O ministro Moreira Franco destacou que, pelo tamanho do país, o principal modal, cada vez mais, será a aviação. Para ele, os concessionários estrangeiros “vão provocar uma verdadeira revolução nas operações aeroportuárias domésticas, com benefícios para os brasileiros”.
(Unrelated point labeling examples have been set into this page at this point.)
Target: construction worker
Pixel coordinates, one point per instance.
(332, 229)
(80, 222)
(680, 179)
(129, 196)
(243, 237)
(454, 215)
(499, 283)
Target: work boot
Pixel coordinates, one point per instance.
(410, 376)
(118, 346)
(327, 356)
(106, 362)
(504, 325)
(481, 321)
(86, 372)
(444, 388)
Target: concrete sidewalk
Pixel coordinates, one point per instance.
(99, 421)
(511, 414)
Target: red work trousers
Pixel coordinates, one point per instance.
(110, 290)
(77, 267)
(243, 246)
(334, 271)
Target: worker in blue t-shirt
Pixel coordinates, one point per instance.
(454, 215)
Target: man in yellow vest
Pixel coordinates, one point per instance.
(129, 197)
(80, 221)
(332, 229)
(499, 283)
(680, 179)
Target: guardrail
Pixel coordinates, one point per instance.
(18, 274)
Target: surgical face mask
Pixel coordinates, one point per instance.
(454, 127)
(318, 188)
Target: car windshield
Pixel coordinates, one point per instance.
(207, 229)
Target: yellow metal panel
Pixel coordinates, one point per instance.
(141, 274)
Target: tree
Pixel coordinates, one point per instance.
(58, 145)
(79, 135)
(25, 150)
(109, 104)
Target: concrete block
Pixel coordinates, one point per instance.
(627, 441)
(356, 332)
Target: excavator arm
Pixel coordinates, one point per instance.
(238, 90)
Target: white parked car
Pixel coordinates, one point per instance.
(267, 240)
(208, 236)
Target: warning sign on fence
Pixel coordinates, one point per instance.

O ministro Quintella afirmou que o evento celebra um marco importante na aviação e no programa de concessões do governo. “Entre 2011 e 2014, seis concessões aeroportuárias foram realizadas. No entanto, o modelo que foi adotado lá atrás não se mostrou viável. A modelagem, os estudos foram feitos com base na perspectiva de crescimento da economia, que não se confirmou. Isso afetou as concessões, que estavam embasadas em financiamentos que não foram realizados”, reconheceu. “A primeira evidência que tivemos quando assumimos foi de que a modelagem precisava ser modificada”, disse.

Quitella ressaltou que as quatro novas concessões foram feitas com um modelo sustentável. “Os quatro terminais são responsáveis por 12% do mercado doméstico. Nosso setor aéreo sofreu bastante com a crise. Se houve crescimento de 48 milhões para 115 milhões de passageiros em 2015, em 2016, tivemos queda, para menos de 110 milhões”, lembrou. Das 715 aeronaves que voavam no país, 65 delas deixaram de voar, ressaltou.

Porém, Quintella assinalou que o setor aeroportuário, depois de 19 meses consecutivos de queda, teve crescimento a partir de março, com crescimento de 0,5% no acumulado do ano em quatro meses em relação a 2016. “Estamos estudando novos blocos de concessões e precisamos modernizar o marco regulatório. E também aguardamos as medidas que estão tramitando no Congresso e são importantes para o setor”, afirmou, referindo-se à abertura das companhias aérea para capital estrangeiro e o teto do Imposto sobre Circulação de Mercadorias e Serviços (ICMS), que incide nos combustíveis de aviação.
 
Para a especialista em concessões Letícia Queiroz de Andrade, sócia do escritório Queiroz Maluf, não há dúvidas de que o novo modelo é muito melhor do que o anterior. “As outras seis concessões tiveram que aportar um valor muito alto e fazer obras em prazo exíguo por conta da pressa para a Copa do Mundo. Além disso, os valores de outorga foram superestimados e houve queda na demanda com a crise. No caso dessas quatro, as outorgas são escalonadas com os investimentos, e consideram a sustentabilidade do fluxo de caixa das empresas”, avaliou.
 
No entender do especialista em infraestrutura Cláudio Frischtak, presidente da consultoria InterB, o modelo novo não obriga a participação de 49% da Infraero e é voltado para operadores aeroportuários, a não para empreiteiras como a etapa anterior. “Há uma lógica de foco na qualidade dos serviços”, disse.
 
O governador do Rio Grande do Sul, Ivo Sartori, afirmou que as obras no terminal de Porto Alegre vão dinamizar a economia do Estado, com graves problemas fiscais. “É investimento novo e volumoso, perto de R$ 2 bilhões”, afirmou.
 
O governador de Santa Catarina, Raimundo Colombo, ressaltou que o Estado sofre com as condições atuais do aeroporto da capital, Florianópolis. “O número de passageiros é muito maior do que a capacidade. A empresa suíça tem tecnologia mundial reconhecida. O governo está fazendo o acesso e vamos entregar as obras antes do prazo do aeroporto, de 26 meses”, disse. “O que era um obstáculo, agora virou uma oportunidade de investimento”, acrescentou.
 
Para o vice-prefeito de Florianópolis, João Batista Nunes, a obra é o marco zero para a capital catarinense. “Vai abrir as portas de Florianópolis para o mundo ao desobrigar a conexão em aeroportos do centro do país”, disse.